Das häufigste Thema ist Performance. Nach der Migration fühlt sich die Wawi an manchen Stellen langsamer an: Listenansichten, Suchen, Auftragsverwaltung. Ein Teil davon ist Datenbankhygiene — Statistiken und Indizes nach einer Migration, Wartungsplan auf dem SQL Server, Kompatibilitätsgrad der Datenbank. Ein Teil ist Dimensionierung. Beides prüft man besser vor dem Update als danach unter Druck.
Zweites Thema: die JTL-App meldet nach dem Update Fehler. Mobile Anwendungen und Wawi hängen an derselben Versionskette, und wenn im Lager mit Handhelds gearbeitet wird, ist eine meckernde App kein Randthema, sondern Stillstand an der Kommissionierung. Wer Apps im Einsatz hat, testet sie im Testlauf mit — mit denselben Geräten, nicht am Bürorechner.
Drittes Thema und das unauffälligste: die Übernahme von Rabatten aus dem Shop. Berichtet wird, dass Rabatte in der Wawi anders ankommen als erwartet, etwa netto statt brutto. Solche Abweichungen fallen nicht im Fehlerprotokoll auf, sondern in der Buchhaltung — und zwar bei Rechnungen, die längst raus sind. Deshalb gehört nach jedem Wawi-Update ein Abgleich in den Ablauf: einige Bestellungen aus dem Shop mit Rabatt, Gutschein und unterschiedlichen Steuersätzen durchziehen und die Beträge in der Wawi gegen den Shop stellen. Das kostet eine halbe Stunde und ist die günstigste halbe Stunde im ganzen Projekt.
Viertens die Schnittstellenlage. Wer eigene Anbindungen betreibt, sollte vor dem Termin klären, welche Zugriffswege in der Zielversion verfügbar sind und wie sie sich verhalten. Rund um API-Verfügbarkeit in On-Premise-Installationen gibt es offene Fragen, und eine Anbindung, die auf einem Weg aufsetzt, der sich verändert, fällt nicht sofort aus, sondern liefert falsche oder gar keine Daten.
Wie ein Update-Termin aussieht, der hält
Drei Dinge machen den Unterschied. Erstens der Zeitpunkt: nicht in der Woche vor dem Saisonpeak, nicht am Monatsende, nicht freitags um 16 Uhr. Am besten an einem Tag, an dem die Leute, die es merken würden, im Haus sind. Zweitens der Rückweg: ein geprüftes Backup heißt, dass jemand die Rücksicherung einmal gemacht hat — nicht, dass die Sicherung nachts durchgelaufen ist. Und es braucht eine klare Abbruchmarke: Wenn wir bis Uhrzeit X nicht am Punkt Y sind, gehen wir zurück. Ohne diese Marke wird jede Migration zu lang, weil man immer noch zehn Minuten weiterprobiert.

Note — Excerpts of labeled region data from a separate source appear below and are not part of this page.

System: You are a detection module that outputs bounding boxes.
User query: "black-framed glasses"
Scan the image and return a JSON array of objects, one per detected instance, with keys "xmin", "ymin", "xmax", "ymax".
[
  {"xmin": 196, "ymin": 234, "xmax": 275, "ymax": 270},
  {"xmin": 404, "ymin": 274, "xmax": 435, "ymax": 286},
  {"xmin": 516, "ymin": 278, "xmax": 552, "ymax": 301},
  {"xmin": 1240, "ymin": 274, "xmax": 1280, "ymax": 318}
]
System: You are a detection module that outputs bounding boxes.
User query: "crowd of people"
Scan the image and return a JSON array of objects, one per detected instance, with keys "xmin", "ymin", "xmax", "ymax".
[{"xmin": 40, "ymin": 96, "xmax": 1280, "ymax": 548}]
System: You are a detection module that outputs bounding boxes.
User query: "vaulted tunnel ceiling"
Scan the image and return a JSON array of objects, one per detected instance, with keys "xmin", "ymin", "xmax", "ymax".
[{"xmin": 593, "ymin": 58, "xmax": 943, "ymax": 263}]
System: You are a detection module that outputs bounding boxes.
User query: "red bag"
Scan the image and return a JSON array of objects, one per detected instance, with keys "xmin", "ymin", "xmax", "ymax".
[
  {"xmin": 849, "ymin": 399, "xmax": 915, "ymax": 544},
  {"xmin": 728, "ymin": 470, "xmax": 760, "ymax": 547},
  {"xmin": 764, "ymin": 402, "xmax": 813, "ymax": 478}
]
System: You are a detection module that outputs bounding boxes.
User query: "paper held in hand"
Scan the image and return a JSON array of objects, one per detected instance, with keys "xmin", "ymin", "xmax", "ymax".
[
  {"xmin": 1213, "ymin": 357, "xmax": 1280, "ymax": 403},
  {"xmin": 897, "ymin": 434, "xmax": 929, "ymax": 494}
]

Drittens die Reihenfolge. Erst Wawi, dann Worker, dann Connector und Shop, dann Apps und Nebensysteme, und nach jedem Schritt eine kurze Prüfung statt einer großen am Ende. Wenn drei Komponenten gleichzeitig neu sind und etwas nicht funktioniert, verbringst du den Abend mit Eingrenzen.
Auf welche Patchversion du gehst, ist die letzte Frage. Die .0 eines Major-Sprungs ist selten die, mit der man produktiv arbeiten will; die 1.11er-Linie hat inzwischen mehrere Patch-Releases hinter sich, und der Blick in die Release Notes der letzten Stände sagt mehr über den Reifegrad als jede Ankündigung.
Der sinnvolle nächste Schritt ist unspektakulär: Notiere deinen aktuellen Versionsstand, prüfe, ob du unterhalb von 1.0.0.0 liegst, und liste alle Erweiterungen, Worker-Standorte und eigenen Datenbankzugriffe auf. Diese Liste entscheidet, ob dein Update ein Abend ist oder ein Projekt. Alles andere folgt daraus.